The court decisions hit the media, of course, causing a resonance, because no one expects any subtlety, humanity, humanity, or even banal erudition from Ukrainian judges, and they appear in the news feeds exclusively in connection with accusations of bribery and incrimination of wild , ugly wealth. But in the case of Judge Garsky, it turned out that punishment with reading and humane treatment of all participants in the process are commonplace. From sentence to sentence he continues to insist:

“In addition to the requirements of the law, there are also the needs of the individual who finds himself in a difficult situation.”

It is no secret that many suspects simply do not make it to trial, since in a pre-trial detention center, where one can stay for years, there is a chance of contracting all imaginable and unimaginable diseases. And even lose teeth - from starvation scurvy, for example, in the XNUMXst century. And here is what Garsky writes in one of his decisions^

“... placing the accused in isolation even for a short period of time can lead to irreparable changes in her health and lead to death. It is a well-known fact that neither treatment nor any kind of human care, much less adequate living conditions, exist in penal institutions.”
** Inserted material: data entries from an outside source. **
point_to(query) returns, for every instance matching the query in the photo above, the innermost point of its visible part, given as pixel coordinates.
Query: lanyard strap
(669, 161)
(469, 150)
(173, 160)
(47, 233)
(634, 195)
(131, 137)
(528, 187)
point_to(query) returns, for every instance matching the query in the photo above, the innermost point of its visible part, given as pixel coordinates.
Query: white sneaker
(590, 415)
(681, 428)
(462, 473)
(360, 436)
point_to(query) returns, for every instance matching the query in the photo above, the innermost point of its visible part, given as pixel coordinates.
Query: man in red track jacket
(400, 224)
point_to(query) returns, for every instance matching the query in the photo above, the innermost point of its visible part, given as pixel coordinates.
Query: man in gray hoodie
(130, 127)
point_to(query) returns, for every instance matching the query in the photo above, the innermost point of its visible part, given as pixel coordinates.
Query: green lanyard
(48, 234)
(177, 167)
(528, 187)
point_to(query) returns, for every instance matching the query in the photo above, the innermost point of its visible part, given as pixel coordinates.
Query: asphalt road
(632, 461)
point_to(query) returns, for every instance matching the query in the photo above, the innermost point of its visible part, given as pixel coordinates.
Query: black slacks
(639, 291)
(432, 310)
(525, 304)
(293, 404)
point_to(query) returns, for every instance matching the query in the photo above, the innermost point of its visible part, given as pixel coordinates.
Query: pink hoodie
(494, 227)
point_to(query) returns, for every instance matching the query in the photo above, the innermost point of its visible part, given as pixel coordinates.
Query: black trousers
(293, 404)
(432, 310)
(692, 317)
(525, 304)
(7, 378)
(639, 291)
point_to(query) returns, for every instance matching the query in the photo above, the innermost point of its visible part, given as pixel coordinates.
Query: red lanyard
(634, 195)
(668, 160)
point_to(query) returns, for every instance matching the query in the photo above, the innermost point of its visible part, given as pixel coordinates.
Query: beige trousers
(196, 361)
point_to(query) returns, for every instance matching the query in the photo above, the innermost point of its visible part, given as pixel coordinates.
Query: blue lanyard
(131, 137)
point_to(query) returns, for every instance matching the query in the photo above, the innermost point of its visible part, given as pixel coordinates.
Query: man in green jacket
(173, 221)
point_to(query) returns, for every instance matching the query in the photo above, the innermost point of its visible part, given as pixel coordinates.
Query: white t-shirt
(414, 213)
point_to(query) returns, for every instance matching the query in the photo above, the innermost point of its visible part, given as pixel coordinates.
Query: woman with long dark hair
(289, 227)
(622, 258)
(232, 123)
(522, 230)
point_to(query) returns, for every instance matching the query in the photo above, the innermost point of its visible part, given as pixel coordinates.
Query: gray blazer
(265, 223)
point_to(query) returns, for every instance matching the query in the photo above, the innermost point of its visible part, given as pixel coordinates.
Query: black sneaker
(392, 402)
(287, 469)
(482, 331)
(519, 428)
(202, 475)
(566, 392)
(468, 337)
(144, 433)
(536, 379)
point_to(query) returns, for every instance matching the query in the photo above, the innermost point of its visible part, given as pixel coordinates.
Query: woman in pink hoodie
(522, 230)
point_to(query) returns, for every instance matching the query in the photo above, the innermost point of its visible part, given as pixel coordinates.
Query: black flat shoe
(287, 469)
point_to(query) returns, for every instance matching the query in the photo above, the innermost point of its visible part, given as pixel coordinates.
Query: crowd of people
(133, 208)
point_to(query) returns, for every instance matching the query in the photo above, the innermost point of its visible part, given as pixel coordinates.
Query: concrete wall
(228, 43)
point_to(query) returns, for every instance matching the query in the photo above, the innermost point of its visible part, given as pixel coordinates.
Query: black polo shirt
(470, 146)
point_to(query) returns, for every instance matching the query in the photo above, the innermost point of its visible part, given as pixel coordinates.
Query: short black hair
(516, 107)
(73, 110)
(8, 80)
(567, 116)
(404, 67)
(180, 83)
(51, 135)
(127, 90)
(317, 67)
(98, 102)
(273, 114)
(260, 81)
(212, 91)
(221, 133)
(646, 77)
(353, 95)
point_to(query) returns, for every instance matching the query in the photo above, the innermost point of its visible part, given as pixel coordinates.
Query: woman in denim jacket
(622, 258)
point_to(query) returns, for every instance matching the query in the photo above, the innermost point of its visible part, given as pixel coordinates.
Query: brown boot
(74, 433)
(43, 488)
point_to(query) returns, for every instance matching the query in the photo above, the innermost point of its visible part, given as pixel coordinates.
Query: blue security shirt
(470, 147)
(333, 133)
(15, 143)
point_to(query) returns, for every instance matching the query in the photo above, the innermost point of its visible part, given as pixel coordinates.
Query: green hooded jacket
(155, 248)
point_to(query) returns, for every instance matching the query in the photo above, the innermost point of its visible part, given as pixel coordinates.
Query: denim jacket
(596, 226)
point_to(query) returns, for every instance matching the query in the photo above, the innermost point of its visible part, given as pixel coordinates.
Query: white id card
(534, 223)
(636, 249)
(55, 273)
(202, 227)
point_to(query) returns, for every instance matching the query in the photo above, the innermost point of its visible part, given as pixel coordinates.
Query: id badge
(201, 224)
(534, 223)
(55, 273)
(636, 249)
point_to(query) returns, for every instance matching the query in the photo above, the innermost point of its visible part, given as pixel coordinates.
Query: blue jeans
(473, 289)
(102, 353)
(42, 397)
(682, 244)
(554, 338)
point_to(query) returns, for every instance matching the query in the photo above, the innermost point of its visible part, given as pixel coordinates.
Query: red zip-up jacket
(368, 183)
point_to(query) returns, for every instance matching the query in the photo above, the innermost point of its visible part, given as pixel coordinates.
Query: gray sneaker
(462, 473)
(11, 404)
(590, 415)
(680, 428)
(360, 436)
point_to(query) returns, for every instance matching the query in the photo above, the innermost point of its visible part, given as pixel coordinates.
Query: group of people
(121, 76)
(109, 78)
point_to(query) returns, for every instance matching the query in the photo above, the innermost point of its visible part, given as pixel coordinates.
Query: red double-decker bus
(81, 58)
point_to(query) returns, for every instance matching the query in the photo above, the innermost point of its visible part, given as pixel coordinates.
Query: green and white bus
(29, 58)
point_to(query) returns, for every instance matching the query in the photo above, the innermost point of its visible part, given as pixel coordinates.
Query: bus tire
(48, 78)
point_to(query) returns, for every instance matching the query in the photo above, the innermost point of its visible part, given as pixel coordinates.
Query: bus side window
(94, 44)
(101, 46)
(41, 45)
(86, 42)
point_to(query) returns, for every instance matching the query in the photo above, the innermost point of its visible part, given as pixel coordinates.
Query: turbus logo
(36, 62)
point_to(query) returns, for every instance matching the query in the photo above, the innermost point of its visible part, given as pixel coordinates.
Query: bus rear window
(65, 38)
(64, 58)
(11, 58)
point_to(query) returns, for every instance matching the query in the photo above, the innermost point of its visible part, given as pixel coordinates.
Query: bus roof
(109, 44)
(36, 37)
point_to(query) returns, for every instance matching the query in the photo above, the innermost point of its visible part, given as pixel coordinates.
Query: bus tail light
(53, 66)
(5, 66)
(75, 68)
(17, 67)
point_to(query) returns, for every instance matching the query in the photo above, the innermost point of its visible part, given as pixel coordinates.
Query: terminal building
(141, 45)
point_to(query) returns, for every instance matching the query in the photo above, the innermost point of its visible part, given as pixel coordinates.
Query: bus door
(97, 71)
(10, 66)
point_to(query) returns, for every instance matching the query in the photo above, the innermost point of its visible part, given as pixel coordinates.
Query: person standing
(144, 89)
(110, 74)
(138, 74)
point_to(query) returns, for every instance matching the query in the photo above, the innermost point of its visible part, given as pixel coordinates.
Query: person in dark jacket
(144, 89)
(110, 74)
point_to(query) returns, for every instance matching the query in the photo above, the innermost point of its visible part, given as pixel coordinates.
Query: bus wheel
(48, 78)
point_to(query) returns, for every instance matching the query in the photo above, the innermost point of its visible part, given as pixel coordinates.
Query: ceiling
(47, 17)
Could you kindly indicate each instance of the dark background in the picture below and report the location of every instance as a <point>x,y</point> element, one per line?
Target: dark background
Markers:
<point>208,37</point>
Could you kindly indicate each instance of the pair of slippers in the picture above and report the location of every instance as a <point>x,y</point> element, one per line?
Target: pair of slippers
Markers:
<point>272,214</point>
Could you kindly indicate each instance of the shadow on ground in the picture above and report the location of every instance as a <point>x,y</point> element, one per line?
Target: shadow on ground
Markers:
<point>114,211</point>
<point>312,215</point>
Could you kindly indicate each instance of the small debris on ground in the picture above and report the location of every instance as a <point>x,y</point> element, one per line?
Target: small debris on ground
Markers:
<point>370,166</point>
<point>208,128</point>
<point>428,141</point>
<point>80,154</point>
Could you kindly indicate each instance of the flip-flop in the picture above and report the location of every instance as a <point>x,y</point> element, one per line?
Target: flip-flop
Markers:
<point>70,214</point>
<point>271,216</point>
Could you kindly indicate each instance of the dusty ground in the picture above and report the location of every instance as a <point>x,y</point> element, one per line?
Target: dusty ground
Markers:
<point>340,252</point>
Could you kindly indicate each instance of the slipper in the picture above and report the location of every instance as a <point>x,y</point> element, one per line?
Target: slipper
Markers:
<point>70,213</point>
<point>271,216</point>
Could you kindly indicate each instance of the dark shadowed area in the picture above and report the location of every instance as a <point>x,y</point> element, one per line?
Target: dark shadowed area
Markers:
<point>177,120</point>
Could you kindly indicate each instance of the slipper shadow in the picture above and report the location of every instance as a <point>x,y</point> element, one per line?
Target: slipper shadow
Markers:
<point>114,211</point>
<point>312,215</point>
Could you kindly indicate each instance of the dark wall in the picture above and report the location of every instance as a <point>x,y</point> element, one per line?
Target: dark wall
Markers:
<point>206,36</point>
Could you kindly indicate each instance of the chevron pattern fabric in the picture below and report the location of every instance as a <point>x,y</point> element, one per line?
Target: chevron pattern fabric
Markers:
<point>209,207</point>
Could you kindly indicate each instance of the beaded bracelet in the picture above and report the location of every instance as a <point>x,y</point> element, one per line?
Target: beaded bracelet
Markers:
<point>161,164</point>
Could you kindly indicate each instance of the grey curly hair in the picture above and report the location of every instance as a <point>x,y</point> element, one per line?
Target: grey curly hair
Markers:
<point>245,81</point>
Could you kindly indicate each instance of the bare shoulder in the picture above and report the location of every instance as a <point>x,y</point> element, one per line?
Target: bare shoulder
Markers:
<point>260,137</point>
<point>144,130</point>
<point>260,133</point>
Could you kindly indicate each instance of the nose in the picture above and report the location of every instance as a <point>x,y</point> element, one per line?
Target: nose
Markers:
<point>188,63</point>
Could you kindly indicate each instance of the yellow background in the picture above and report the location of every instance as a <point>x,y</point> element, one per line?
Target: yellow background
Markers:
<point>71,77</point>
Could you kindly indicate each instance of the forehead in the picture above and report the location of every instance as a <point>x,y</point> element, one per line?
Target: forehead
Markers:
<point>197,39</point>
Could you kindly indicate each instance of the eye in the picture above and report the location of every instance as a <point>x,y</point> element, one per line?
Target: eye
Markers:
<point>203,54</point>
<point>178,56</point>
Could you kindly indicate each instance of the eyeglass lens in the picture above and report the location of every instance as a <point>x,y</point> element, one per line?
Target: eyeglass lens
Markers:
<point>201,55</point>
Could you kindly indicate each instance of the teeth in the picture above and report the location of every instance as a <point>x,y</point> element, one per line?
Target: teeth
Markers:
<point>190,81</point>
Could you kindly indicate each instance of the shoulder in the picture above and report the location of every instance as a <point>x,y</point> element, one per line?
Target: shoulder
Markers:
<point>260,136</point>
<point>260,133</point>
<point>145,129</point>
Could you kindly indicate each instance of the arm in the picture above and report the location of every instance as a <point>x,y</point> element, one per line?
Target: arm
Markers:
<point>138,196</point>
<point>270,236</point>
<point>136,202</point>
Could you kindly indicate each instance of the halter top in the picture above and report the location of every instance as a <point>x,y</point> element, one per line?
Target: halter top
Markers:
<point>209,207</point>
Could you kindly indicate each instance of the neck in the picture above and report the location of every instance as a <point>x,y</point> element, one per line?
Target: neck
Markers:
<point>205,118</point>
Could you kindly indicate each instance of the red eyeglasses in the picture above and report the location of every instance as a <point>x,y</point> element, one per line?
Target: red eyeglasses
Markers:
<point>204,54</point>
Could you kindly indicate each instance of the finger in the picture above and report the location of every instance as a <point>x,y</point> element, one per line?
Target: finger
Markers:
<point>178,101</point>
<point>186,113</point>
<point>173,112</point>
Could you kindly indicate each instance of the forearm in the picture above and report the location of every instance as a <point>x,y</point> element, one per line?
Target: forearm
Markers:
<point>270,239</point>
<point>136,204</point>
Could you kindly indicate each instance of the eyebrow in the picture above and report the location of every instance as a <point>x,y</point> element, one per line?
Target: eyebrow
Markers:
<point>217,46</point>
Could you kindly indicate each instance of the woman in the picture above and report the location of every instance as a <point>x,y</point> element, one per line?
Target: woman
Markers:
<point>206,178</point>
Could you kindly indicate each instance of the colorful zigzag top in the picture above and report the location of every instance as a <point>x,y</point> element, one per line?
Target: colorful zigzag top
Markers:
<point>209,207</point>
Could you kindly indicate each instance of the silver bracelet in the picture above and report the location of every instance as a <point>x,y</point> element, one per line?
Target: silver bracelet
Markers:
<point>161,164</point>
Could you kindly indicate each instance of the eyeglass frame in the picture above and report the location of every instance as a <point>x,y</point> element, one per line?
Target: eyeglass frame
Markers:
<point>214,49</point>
Or here’s another excerpt from the judge’s archived verdict:

“Almost 120 years ago, one of the most famous Russian writers and thinkers, L.N. Tolstoy, in his outstanding novel “Resurrection,” perhaps too philosophically, but quite vitally, sincerely and relevantly assessing certain cases of human life, reflects and at the same time thoroughly states, addressing the authorities: “For several centuries you have been punishing people whom you recognize as criminals. Well, have they transferred? They haven’t disappeared, but their number has only increased...”

But will the criminals themselves and the people called upon to test them in the near future appreciate this approach to the matter?..

“I would have great pleasure in examining my convicts. But our system of execution of sentences is different, other services are responsible for it,” says the judge.

Only all the great minds on which Garsky relies, among whom, as we see, Russian thinkers predominate, have long been excluded from the school curriculum and it is not very possible to hope that they were read by guards from the penitentiary service - most likely, there is the same “half of one book.” And what kind of reading, in fact, can there be in the country of the victorious Maidan, other than about “konyka without legs”?